Dit is Dantes Bereshit:
Nel mezzo del cammin di nostra vita mi ritrovai per una selva oscura, ché la diritta via era smarrita.
Ah ! quanto, a dir qual era, è cosa dura, questa selva selvaggia e aspra e forte che nel pensier rinnova la paura!
Tanto è amara, che poco è più morte;
(Inferno, canto I, 1-7)
Dit zijn de eerste versregels die Dante optekende op een dag om alle andere dagen te vergeten, om al het voorheen geschrevene te vergeten, zich blootgevend, een wereld betredend waarvan hij, zoals ik nu, niet wist hoe het nu verder moest.Wat hij wel zal geweten hebben is dat dit begin een groot beginnen was, een wegvluchten uit de realiteit van het dagelijkse leven en dat deze eerste verzen de zaden waren waaruit zijn bos van woorden en terzines, van metaforen en symbolen groeien zou. Er zijn woorden die ik zo begrijp, andere blijven onduidelijk, maar de vertalingen in mijn bezit helpen, en het Italiaans van Dante wordt me duidelijk, elk woord precies gekozen én omwille van de klank ervan, én omwille van rijm en ritme. Er zijn geen andere woorden mogelijk, eens geschreven blijven ze geschreven, worden ze verankerd de wereld ingestuurd tot bij ons, zeven eeuwen later.

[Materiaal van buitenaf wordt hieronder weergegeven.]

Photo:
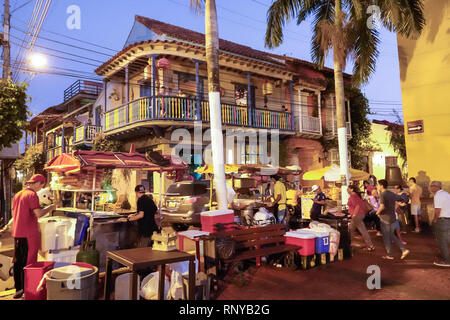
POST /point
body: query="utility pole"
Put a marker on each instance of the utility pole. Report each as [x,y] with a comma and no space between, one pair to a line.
[5,42]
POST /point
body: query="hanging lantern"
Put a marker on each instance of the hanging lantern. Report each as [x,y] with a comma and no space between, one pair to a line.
[163,63]
[267,87]
[147,72]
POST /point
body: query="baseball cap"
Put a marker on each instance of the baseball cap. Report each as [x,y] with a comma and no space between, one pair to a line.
[37,178]
[140,188]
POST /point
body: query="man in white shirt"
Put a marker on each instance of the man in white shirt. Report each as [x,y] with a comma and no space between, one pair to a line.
[441,221]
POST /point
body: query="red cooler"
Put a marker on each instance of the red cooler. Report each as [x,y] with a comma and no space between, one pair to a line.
[306,240]
[210,218]
[33,275]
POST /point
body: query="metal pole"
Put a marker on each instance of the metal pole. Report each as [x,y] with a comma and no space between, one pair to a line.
[6,44]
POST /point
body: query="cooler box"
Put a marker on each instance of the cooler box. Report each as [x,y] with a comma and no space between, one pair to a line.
[33,275]
[67,256]
[74,282]
[322,241]
[304,239]
[57,233]
[210,218]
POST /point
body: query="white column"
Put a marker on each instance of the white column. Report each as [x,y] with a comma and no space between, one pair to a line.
[319,97]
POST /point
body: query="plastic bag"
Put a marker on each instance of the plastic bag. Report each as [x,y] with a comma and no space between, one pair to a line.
[150,286]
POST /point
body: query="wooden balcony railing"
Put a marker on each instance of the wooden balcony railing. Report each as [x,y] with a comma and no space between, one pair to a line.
[185,109]
[53,152]
[86,133]
[311,124]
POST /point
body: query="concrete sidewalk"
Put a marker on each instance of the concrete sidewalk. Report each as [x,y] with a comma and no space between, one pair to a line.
[413,278]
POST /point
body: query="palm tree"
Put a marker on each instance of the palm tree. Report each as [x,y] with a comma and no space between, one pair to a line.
[212,61]
[343,26]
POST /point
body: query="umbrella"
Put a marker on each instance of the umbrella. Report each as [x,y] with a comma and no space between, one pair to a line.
[63,163]
[332,173]
[209,168]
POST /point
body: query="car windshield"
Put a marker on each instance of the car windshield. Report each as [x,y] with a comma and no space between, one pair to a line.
[193,189]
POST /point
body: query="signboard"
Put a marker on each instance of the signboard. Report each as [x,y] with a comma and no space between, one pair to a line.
[415,127]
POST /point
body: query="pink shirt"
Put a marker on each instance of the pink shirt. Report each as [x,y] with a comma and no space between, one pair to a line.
[355,201]
[25,222]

En ik herhaal zijn woorden in die taal van mij:
In het midden van ons leven[1], afgedwaald van de rechte weg, bevond ik me in een donker woud. Ach, hoe moeilijk het is te zeggen hoe wild, hoe bitter en hoe imposant dit woud wel was, zodat, als ik eraan terug denk, de vrees die ik toen kende me weer overvalt, zo bitter was dit woud dat de dood weinig meer is.
Eigenlijk zegt Dante - maar weinig talrijk zijn zij die dit zo vertalen - mi ritrovai en niet mi trovai. Niet, ik bevond me, zoals ik hoger vertaalde, maar nu ik alles verhalen wil wat ik beleefd heb, vond ik in mij de mens terug die ik was toen ik me in het donkere woud bevond. Aldus, wordt onze aandacht van bij de aanvang toegespitst op de waarde van elk woord. Evenzo op de subtiliteit van nostra vita, halfweg ons levens en niet van la mia vita, dus niet de levensweg van Dante alleen, maar deze van ons allen aan wie het kan overkomen, verdwaald te zijn in het woud van de zonde. En hier kom ik er niet goed uit want mijn beslissing te schrijven over zijn Commedia, komt niet halverwege van mijn leven, wanneer ik het had moeten doen, maar nu te ver, veel te ver voorbij dit halverwege.
Ik tracht me Dante voor te stellen en de plaats waar hij deze eerste verzen, misschien bij kaarslicht, misschien in de zon gezeten, misschien in een ruwe monnikencel, maar wel in een grote opwelling van gevoelens geschreven heeft. Niet in een ruk wellicht, maar geschreven en herschreven, twijfelend, aftastend hoe hij de overgang van de reële wereld naar de wereld van de droom die een aanvaardbare realiteit moet worden. Laat ik dus droom of werkelijkheid terzijde en ingaan met open geest op het woord, het wondere woord van Dante, wel wetende dat ik zijn zorg om wat Hel is of Vagevuur of Hemel niet ga delen en dat ik me enkel toespitsen wil op wat hij schrijft en een poging wil doen hem in te schakelen in mijn eigen leven, hem mee te nemen, zoals deze morgen toen ik door de velden wandelde, in de open luchten van een heerlijke zomermorgen, met de zon als een starende aanwezigheid recht voor mij uit.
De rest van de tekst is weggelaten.